El presidente Santos y sus áulicos vienen repitiendo con insistencia que el uribismo no hace más que mentir sobre el proceso de paz para infundir miedo en los colombianos. Y, a renglón seguido, niega que las Fuerzas Armadas se vayan a adelgazar, que se les pretenda entregar curules amarradas a los guerrilleros o que las zonas de reserva campesina vayan a funcionar como republiquetas.
Sin embargo, más se demora Santos en negar esas y otras concesiones que en admitir de forma tácita que todo ello es cierto. Y si no es él quien lo hace, son otros personajes los que se encargan de ir inoculando de a poco, con anestesia, la verdad sobre los alcances de esa negociación. Uno de ellos es, por supuesto, el fiscal general Eduardo Montealegre, quien ha insistido hasta el cansancio en que los terroristas de las Farc no deben pagar un día de cárcel, así tres de cada cuatro colombianos se opongan a tanta impunidad.
Pero ahora el Fiscal General ha ido mucho más allá y ha tenido el atrevimiento de plantear que la pena para los jefes de las Farc podría ser algún tipo de trabajo social, cosa que suena repugnante viniendo del jefe del ente encargado de investigar y acusar. ¿No es esta una propuesta aberrante que debería tener el más sólido rechazo de los colombianos? ¿No debería ser motivo suficiente para exigir que esta tramoya se acabe de una buena vez como ha ocurrido con todos los intentos anteriores? ¿No es una prueba clara de que a las Farc se les quiere otorgar en la mesa el triunfo que no lograron por las armas? ¿No es un hecho que pone de presente el peligro que representa una reelección que solo está fundamentada en el chantaje que encarna la esperanza de la paz?

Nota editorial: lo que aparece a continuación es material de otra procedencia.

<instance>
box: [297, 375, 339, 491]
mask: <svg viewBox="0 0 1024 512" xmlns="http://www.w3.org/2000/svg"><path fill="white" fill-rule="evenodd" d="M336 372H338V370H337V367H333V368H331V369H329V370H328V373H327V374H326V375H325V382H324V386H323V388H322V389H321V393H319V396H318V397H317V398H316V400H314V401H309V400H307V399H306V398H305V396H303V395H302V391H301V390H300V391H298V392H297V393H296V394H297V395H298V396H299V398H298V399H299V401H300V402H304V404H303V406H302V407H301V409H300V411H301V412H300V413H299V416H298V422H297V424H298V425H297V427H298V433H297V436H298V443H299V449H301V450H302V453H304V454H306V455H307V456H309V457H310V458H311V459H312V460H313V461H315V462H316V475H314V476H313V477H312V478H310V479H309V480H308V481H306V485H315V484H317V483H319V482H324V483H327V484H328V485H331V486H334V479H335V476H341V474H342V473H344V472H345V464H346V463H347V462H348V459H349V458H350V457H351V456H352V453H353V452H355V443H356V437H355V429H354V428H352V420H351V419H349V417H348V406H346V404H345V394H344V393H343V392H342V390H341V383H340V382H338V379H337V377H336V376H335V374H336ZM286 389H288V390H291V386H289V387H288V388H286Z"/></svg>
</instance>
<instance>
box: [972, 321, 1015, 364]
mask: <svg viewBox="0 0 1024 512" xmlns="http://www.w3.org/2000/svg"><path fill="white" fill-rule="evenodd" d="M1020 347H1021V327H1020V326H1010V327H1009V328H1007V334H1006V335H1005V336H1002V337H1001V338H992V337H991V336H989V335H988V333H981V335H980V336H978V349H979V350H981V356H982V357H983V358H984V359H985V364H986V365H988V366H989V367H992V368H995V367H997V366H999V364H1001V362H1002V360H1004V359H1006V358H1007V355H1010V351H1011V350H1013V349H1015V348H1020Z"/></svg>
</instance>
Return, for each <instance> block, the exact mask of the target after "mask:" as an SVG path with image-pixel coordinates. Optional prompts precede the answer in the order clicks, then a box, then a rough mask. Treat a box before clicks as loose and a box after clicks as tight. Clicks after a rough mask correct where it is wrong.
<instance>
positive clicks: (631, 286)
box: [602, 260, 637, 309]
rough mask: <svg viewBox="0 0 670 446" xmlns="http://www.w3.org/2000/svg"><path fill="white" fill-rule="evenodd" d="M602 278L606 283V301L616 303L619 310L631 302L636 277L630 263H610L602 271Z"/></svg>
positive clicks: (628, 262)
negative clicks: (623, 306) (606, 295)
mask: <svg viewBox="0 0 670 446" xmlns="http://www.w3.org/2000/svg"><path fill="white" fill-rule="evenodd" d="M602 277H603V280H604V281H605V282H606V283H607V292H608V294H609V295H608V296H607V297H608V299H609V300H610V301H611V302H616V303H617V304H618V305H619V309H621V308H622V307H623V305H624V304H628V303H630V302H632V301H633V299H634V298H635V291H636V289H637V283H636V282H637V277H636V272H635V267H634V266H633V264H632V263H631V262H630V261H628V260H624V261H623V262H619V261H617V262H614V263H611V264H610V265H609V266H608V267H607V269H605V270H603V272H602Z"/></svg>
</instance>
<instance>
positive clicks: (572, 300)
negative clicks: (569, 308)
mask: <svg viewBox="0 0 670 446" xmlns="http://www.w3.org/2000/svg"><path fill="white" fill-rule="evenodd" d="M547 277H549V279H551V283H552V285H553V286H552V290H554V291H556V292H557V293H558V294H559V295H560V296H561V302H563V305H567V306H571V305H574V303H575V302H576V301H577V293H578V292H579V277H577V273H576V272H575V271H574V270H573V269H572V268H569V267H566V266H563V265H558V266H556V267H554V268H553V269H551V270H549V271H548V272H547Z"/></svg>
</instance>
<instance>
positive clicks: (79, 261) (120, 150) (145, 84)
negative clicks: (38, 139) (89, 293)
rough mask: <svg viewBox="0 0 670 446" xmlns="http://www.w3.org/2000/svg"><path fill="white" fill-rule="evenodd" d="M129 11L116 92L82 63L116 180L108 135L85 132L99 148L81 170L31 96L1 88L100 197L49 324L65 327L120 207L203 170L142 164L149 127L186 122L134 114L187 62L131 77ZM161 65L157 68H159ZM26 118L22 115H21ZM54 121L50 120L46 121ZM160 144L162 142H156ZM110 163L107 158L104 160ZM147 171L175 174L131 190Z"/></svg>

Los líderes de las Farc están entre los peores delincuentes del último medio siglo en todo el mundo. Son tan criminales como Bin Laden, Pablo Escobar o Slobodan Milosevic. Y si llegaran al poder alcanzarían la estatura criminal de Mao, Stalin, Hitler o Pol Pot. Hoy a nadie se le ocurriría, en ningún lugar del mundo, llegar a acuerdos que ofrezcan tan amplias concesiones a semejantes genocidas. Solo en Colombia seguimos creyendo que la autodestrucción es la solución acorde a nuestros problemas como si en realidad estuviéramos convencidos de que todos tenemos la culpa del alzamiento de unas guerrillas que se autoproclaman de manera cínica como las verdaderas víctimas.

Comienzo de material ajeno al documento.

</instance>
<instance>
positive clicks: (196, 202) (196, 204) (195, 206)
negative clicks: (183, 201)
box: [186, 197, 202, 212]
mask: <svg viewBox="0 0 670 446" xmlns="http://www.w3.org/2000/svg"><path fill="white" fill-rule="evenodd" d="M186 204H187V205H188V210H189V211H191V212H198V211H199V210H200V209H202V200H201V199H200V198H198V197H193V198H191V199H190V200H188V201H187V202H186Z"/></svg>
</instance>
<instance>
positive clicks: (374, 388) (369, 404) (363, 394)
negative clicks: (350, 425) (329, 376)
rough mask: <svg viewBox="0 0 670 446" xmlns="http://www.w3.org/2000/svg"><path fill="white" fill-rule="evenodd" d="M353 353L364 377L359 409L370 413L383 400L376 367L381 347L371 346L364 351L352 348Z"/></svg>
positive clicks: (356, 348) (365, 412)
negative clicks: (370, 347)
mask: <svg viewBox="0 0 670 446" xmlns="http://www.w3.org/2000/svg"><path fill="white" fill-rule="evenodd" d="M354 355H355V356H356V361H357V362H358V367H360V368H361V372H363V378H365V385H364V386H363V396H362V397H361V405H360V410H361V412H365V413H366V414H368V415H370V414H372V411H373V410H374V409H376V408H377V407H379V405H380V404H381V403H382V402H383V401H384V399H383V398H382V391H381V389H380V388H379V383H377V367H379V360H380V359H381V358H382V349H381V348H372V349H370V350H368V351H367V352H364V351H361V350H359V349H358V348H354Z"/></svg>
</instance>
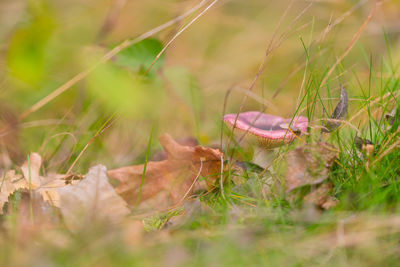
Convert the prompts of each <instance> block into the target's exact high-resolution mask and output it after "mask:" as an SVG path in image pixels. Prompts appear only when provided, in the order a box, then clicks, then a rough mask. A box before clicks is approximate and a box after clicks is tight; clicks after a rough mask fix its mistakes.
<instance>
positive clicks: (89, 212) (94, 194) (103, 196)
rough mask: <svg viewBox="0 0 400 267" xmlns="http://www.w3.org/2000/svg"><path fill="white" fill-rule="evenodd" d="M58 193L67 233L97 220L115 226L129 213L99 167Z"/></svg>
mask: <svg viewBox="0 0 400 267" xmlns="http://www.w3.org/2000/svg"><path fill="white" fill-rule="evenodd" d="M58 192H59V195H60V209H61V213H62V215H63V218H64V220H65V223H66V225H67V227H68V228H69V229H70V230H71V231H79V230H83V229H84V228H85V227H88V226H90V225H92V224H93V222H94V221H99V220H100V221H104V220H106V221H109V222H111V223H119V222H121V221H122V219H123V218H124V217H125V216H126V215H128V214H129V213H130V210H129V209H128V208H127V205H126V202H125V201H124V200H123V199H122V198H121V197H120V196H119V195H118V194H117V193H116V192H115V191H114V188H113V187H112V186H111V185H110V183H109V182H108V177H107V169H106V167H105V166H103V165H97V166H94V167H92V168H90V170H89V173H88V174H87V176H86V177H85V178H84V179H83V180H81V181H80V182H79V183H78V184H76V185H70V186H66V187H63V188H60V189H58Z"/></svg>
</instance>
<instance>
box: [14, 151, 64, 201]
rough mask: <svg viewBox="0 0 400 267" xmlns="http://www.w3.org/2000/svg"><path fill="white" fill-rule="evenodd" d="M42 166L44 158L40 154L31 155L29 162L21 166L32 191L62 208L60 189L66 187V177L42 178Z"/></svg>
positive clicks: (61, 174) (60, 176) (32, 153)
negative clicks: (34, 190) (60, 206)
mask: <svg viewBox="0 0 400 267" xmlns="http://www.w3.org/2000/svg"><path fill="white" fill-rule="evenodd" d="M41 166H42V157H41V156H40V155H39V154H38V153H31V154H30V156H29V162H28V161H25V162H24V164H23V165H22V166H21V170H22V173H23V174H24V178H25V180H26V182H27V184H28V186H29V185H30V186H31V189H33V190H35V191H36V192H38V193H40V194H41V195H42V197H43V200H45V201H48V202H49V203H50V204H52V205H53V206H56V207H60V196H59V194H58V188H61V187H64V186H65V185H66V184H65V180H64V177H65V175H62V174H52V175H49V176H47V177H43V176H40V168H41Z"/></svg>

No en vano las Farc pretenden simular que le meten un palo a la rueda de las negociaciones con la exigencia de una comisión de la verdad mediante la que pretenden ser eximidos de sus millones de fechorías y salir incólumes al otro lado, donde posarán de ser mansas palomas y dueñas de la moral. Esa exigencia constituye una jugada de alto turmequé que les permitirá presionar al Gobierno para obtener más indulgencias, con el agravante de que una institución de esa naturaleza no puede desarrollar un trabajo serio en los menos de dos meses que restan de contienda electoral por la Presidencia (incluyendo la segunda vuelta), por lo que es evidente que esto va para largo. ¿Qué pretenden las Farc con esta clase de peticiones cuando su candidato-presidente deja pelos en los alambrados de todas las encuestas?
Reiteremos que no es el uribismo el que está mintiendo; aquí todos sabemos quién es el rey de los mentirosos. Ese mismo que dice que las Fuerzas Armadas no se van a adelgazar es el mismo que lleva más de un año vendiendo la ilusión de todas las maravillas que podrán hacerse dizque cuando no haya necesidad de malgastar tantos recursos en la guerra. A buen entendedor, pocas palabras. Basta volver a las palabras de ese mismo que nos llama “neofascistas” —emulando a Maduro— y “neonazis” a quienes discrepamos de este acto de alta traición a la Patria que algunos llaman ‘paz’: “cada punto (que se está negociando), puede ser muy mal interpretado (…) genera un rechazo, pero si uno pinta el paquete completo (…) estoy absolutamente seguro de que lo van a comprar”. Más claro no canta un gallo. No hay que ser muy suspicaces para imaginarse las monstruosidades que se están consintiendo allá.